The NZ Metal Roof and Wall Cladding Code of Practice is a comprehensive design & installation guide, and a recognised related document for Acceptable Solution E2/AS1 of the NZ Building Code.
Metal cladding should be packed and handled with care to ensure that damage does not occur during transportation. The packs of metal cladding should be clearly labeled, placed on the deck of a truck without overhanging, securely strapped to the deck, and protected from wet weather.
The load should also be well supported to stop any flexing during transport which can cause fretting, and no other cargo should be stacked on top of any metal cladding.
Slings or strops should be nylon with leather sleeves to prevent fraying or cutting and damaged slings. Single slings and chains should not be used to lift packs of cladding. Slings and booms should be approved or certified as safe and suitable for their purpose.
Spreader bars should also be used with slings to prevent them causing crushing damage to the edges of sheet packs. Lifting booms may be available from roof cladding manufacturers for longer lengths than 15 m.
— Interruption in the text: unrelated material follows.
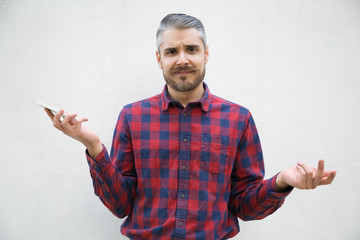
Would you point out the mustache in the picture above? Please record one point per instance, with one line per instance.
(183, 68)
The Regional Traffic and Land Transport Authority must approve transport of cladding in lengths greater than 25 m, and the Design Engineer should seek this approval at the building design stage.
Where transport is expected to be over long distances or rough terrain, pre-coated sheets stacked in bundles should either have a strippable film or be interleaved with paper or plastic to prevent fretting. Bundles should be supported on dunnage which lines up vertically, and top and tie downs should be provided with edge protection.
Short sheets should be packed on top of longer ones which should have end and edge protection to avoid cut end damage to the sheets below them.